Ich finde, das genügt auch.
[Update]
Mario Dolzer ist offensichtlich nicht mit der Teilung des Preises, den keiner haben will, einverstanden. Er will den "Dolzer der Woche" für sich allein haben!Jetzt schreibt er in seinem
eBay- Angebot:
"Völlig Sinn und Hirnlose Kommentare"
Aha. Auf so viel Ehrlichkeit hat die Welt gewartet.
Natürlich kommentiert er seine Schreibweise: "

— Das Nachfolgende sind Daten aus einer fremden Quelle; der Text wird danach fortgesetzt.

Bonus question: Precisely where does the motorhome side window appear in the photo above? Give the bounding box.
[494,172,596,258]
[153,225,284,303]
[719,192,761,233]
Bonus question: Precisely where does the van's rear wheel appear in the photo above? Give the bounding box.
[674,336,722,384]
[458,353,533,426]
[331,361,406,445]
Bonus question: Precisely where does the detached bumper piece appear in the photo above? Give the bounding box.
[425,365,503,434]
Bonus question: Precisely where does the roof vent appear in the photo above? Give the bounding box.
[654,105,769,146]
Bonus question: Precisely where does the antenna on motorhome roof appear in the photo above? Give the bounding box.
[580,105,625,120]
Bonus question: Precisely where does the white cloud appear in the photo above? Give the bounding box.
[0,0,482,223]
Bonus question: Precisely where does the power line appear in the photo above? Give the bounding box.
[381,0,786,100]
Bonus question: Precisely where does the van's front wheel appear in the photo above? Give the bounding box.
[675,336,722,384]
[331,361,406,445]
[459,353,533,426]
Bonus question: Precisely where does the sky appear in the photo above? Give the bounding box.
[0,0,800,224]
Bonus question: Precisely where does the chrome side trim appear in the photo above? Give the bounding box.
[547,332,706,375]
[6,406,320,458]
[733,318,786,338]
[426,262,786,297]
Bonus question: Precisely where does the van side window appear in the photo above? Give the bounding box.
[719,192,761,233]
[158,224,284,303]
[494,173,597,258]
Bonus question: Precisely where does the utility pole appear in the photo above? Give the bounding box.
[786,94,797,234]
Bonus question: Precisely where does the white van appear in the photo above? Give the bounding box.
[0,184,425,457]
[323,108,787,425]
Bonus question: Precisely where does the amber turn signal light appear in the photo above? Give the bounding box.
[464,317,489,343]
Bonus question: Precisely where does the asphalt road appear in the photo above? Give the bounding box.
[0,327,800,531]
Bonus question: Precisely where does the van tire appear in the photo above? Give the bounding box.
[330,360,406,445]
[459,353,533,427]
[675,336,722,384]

Niemals wurde im Internett was Witzigeres oder Dümmeres verbreitet!"- Ob mich sein Anwalt abmahnt, wenn ich behaupten würde, er stähle mir die Worte und gäbe sie dann falsch geschrieben wieder?
Dolzer (schon wieder): "
Leider mussten wir einige Stellen auf anraten unserer Anwälte zensieren, da bleibende Schäden für Kinder und Jugendliche zu befürchten wahren!!"
Sie sind es immer noch:
Liebe Kinder, nehmt Euch daran so wenig ein Beispiel, wie an der Arbeit des Klassendoofen, der darauf einen Sechser erhalten hat.Vielleicht sollte Dolzer öfters auf den
Webseiten seiner letzten Freunde nachschauen. Ich meine die Hausaufgaben-Schmidtleins. Oder er gibt auf und sucht sich besser Malvorlagen. Er versucht es aber mit Schreiben. Und was kommt da raus?
"Damit dieser gesammelte Müll einen Sinnvollen Zweck zufliest,kommt der gesamte Gewinn dieser Auktion der Organisation "die Möve" zugute die sich um Missbrauchte Kinder kümmert"Armer Dialer- Dolzer! Ist das etwa Grund für seine seltsame Rechtschreibung? Missbrauchte Kinder sollen ja nach der wissenschaftlichen Literatur neben oft auftretenden dissozialen Störungen auch besonders oft eine krankhafte Rechtschreibeschwäche haben. Vielleicht sollte man das künftig, um Dolzer wegen der Spende zu ehren, "Dolzer-Syndrom" nennen.
AbgesangDialer- Mario Dolzer und Abmahnanwalt von Gravenreuth haben in dieser Woche beste Beispiele präsentiert, wie man es nicht macht.
"Das Internet" hat ein ziemlich gutes Langzeit- Gedächtnis. Mehr muss man dazu nicht ausführen.